“For the rest of my life, I’ll never see her again or smell the scent of her unwashed hair. I’ll never hug her soft squishy hips or sigh when she tells me to stop sleeping, get up, and enjoy the day.”
This runs through my head before I start sobbing in my car. Most of the time I feel fine, but when I confront the finality of my grandmother’s existence, tremendous grief washes over me.
Death is inevitable and yet when it confronts us, it is unfathomable. Before I became a doctor, I was quite unacquainted with death. It was not until my grandmother passed away that I began to empathize with my dying patients and their families truly. When it came to patients, I could see so clearly; but when it came to my beloved grandmother, I was unable to face her mortality. Once she had been hospitalized a few times within the span of a year, I knew from professional experience that it was only a matter of time.

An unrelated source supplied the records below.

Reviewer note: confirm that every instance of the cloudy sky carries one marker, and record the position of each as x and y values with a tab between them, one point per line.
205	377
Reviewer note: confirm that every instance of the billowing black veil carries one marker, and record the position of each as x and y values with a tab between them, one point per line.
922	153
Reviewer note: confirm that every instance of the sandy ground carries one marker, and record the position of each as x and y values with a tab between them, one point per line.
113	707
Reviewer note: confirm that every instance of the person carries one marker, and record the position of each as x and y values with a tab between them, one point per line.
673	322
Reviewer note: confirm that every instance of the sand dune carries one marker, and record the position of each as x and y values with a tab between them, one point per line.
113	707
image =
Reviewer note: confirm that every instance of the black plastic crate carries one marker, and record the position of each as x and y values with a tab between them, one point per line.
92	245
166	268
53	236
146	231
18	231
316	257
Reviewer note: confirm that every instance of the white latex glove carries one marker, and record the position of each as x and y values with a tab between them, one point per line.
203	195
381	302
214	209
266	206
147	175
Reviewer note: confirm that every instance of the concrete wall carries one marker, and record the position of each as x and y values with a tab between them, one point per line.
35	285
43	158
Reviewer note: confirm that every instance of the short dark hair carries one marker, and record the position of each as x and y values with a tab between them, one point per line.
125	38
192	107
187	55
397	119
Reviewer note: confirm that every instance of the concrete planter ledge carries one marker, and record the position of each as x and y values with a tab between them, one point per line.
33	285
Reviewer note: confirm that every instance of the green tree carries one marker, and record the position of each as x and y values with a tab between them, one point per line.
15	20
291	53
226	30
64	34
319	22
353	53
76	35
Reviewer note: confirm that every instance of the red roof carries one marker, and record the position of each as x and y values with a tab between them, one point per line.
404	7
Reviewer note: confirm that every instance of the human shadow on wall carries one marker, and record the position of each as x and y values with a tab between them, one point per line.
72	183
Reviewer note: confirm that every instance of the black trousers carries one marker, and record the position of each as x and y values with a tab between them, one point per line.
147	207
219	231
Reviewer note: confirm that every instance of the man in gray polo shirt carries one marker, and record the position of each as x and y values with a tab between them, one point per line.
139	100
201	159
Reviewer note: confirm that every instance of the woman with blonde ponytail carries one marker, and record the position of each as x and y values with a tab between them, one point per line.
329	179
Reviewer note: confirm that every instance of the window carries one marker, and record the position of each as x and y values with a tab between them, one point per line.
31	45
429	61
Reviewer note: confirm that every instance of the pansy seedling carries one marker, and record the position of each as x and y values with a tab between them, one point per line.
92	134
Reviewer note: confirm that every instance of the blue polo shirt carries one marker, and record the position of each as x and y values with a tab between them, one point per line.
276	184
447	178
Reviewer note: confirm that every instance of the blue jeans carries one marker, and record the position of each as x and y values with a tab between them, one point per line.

When my mother informed me that my Mothi Aai Malan was towards the end of her life, the doctor part of me understood this, but the granddaughter part of me could not. I called her three days before her death. She was in India, so I could not physically be with her. But, had I allowed myself to admit to her frailty, I would have called her every day and night. She was the first major love I lost in my life — and, boy, it hurt. There was a new permanent pain that I had wished would disappear, but I knew never would.
As we get older, various parts of our bodies begin to break down, like a 1986 Chevy Camaro. The breaks get squeaky, the transmission fails us at times, or the engine rumbles thunderously. We take it to the mechanic in hopes of repair. Sometimes the wear and tear is fixable and other times not. In an aging patient, the same holds true. Kidney failure can be fixed, but on the tenth hospitalization the body may have a mind of its own and will fulfill its will regardless of medical efforts.
So often I see family members unable to recognize that the price of longevity can be a loss of dignity. The majority of the patients I saw during my residency training were extremely ill and elderly. Ninety-year-olds with respiratory failure being placed on permanent life-sustaining breathing machines, only to remain in bed traumatized me the most. A patient would lie there without the ability to speak or eat. He might make his needs known solely through the blink of imploring eyes. I did not understand why family members would do this to a person they loved so dearly. I encountered patients on their backs for weeks, sometimes months, staring at the blank ceiling overhead, awaiting the comfort of the curtain to be drawn as a determined sacral wound came into existence.
As an unseasoned attending physician in my first year of practice, I told patients and families the brutal truth. I wanted to prevent what I believed to be inhumane treatment. Hence, I would inform patients’ family members of impending death, and oftentimes, families did not want to hear this. There were times they were outraged and once or twice wanted to switch doctors. They wanted some hope, perhaps false hope, but hope nevertheless, that things might work out … That their father or mother might “beat” this. I could not understand why people would want to turn a blind eye to what was staring them straight in the face.
I finally realized once my grandmother died that people do not necessarily shun the truth, but they cannot allow their minds to process the looming loss prior to that loss actually taking place. No one wants to picture his brother dead; it is devastating. The brain’s natural defense mechanism against this pain is what leads family members to place elderly patients into a permanent vegetative state instead of considering the alternative of hospice. When the thread of life is thin, human nature desperately wants to hang on. Dealing with death in my own family equipped me to more gently participate in these tough conversations.
When you are told, “Do everything to keep me alive,” please ask yourself what that statement truly means. I know my grandmother was afraid of dying. I am quite certain that if my mother and I were not physicians, my grandmother would have had a tracheostomy tube on life support in order to carry out her wishes because she did not want to die. But what she did not comprehend was that a permanent respirator and being bed bound is what living would have entailed: no more weekly poker games, no more tutoring students, no more reading Nora Roberts novels or watching Indian soap operas on Zee TV.
In an era when one’s personal physician is not taking care of her in the hospital and end of life decisions have perhaps never been touched upon in that 25-minute office visit, I ask you to take a serious moment to discuss these issues beforehand. Despite countless advances in medicine, there is still no way to ascertain the perfect escape route from death. There needs to be a more open discussion regarding end of life care in this country. People are not prepared for death and understandably so. If you think about yourself and how you would wish to die, I bet it would be with dignity. This is the principle that should be applied to our loved ones. With further dialogue and education, perhaps, we can get there.
Prianca Naik is an internal medicine physician.